Ровена рассмеялась, но смех этот был каким-то безрадостным.
— А Гермиона тоже хочет выйти за него замуж, — сказала Лотти. — Она сидела вчера за письменным столом, а я заглянула ей через плечо и видела, как она пишет: «Я люблю его! Я люблю его!» И так по всей странице.
— Тебе не следует читать вещи, не предназначенные для твоих глаз, — механически отчитала сестренку Ровена, думая о том, что была права. Как хорошо, что маркиз уезжает!
Он вернется в свой мир, в котором играет такую важную роль, и Ровена очень удивится, если маркиз даст когда-нибудь о себе знать.
И в то же время Ровена понимала, что будет искать его имя в колонках светских новостей «Морнинг пост», которую ежедневно получал ее отец. Она догадывалась также, что их семья еще долго будет пользоваться особым уважением среди местных жителей, потому что у них останавливался маркиз Свейн.
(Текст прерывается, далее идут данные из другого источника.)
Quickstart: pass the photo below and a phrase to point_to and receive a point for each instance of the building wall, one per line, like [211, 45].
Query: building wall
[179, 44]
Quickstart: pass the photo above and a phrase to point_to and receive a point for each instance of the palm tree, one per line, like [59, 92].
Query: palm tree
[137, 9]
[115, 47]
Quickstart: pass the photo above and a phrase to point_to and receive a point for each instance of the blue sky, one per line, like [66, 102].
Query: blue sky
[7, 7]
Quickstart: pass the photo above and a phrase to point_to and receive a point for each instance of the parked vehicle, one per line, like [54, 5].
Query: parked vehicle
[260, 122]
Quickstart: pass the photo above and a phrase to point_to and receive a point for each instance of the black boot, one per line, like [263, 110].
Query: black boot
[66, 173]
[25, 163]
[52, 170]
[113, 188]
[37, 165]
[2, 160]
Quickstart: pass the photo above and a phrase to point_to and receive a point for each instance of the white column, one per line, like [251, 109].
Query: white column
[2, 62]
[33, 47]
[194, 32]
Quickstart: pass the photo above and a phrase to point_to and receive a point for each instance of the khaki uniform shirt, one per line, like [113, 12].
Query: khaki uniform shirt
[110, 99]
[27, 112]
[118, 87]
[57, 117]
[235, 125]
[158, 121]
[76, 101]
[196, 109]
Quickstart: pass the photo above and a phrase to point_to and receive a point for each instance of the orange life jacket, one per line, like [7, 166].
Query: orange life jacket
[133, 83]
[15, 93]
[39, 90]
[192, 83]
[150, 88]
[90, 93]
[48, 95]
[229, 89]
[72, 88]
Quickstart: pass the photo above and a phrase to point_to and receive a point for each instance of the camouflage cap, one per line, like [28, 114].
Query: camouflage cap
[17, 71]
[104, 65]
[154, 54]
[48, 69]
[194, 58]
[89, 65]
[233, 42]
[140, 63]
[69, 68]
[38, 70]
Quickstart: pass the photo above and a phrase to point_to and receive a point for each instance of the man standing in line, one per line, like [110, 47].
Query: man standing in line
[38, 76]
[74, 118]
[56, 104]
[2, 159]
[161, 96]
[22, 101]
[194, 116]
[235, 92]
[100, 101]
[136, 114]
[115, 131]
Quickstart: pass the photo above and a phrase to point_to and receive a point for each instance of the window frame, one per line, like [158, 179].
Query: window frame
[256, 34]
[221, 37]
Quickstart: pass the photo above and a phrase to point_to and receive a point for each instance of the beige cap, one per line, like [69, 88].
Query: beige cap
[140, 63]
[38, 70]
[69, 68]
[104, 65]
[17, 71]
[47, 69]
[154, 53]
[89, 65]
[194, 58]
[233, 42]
Возможно, думала она, некоторые знатные семьи графства, считавшие себя до сих пор слишком знатными, чтобы пользоваться услугами ее отца, станут теперь приглашать доктора Уинсфорда.
Что ж, она будет рада этим вызовам, ведь богачи будут платить отцу деньги, которые помогут наконец скопить на школу для Марка.
Сегодня утром маркиз передал ей сто гиней, и Ровена взяла у него чек, хотя что-то внутри ее по-прежнему протестовало против того, что они не могут позволить себе отказаться.
Девушке очень хотелось бы сказать маркизу, что его деньги не так уж необходимы им, но… что толку в наших желаниях, когда мы не можем их исполнить?
Семья отчаянно нуждалась в деньгах, и Ровене пришлось выдавить из себя слова благодарности.
Маркиз выслушал ее с каким-то непонятным выражением на лице, а затем сказал:
— Забудьте об этом! Забудьте о своем негодовании! Забудьте о том, что не можете отказаться от моей щедрости. Наслаждайтесь чувством, что вы богаты, хотя бы и ненадолго.
Ровена поймала глазами взгляд маркиза и порывисто произнесла в ответ:
— Я вовсе не хочу казаться неблагодарной. Вы были очень добры к нам, очень щедры, и если Марк сможет попасть в приличную школу, то только благодаря вам.
— Я собираюсь поговорить об этом с вашим отцом.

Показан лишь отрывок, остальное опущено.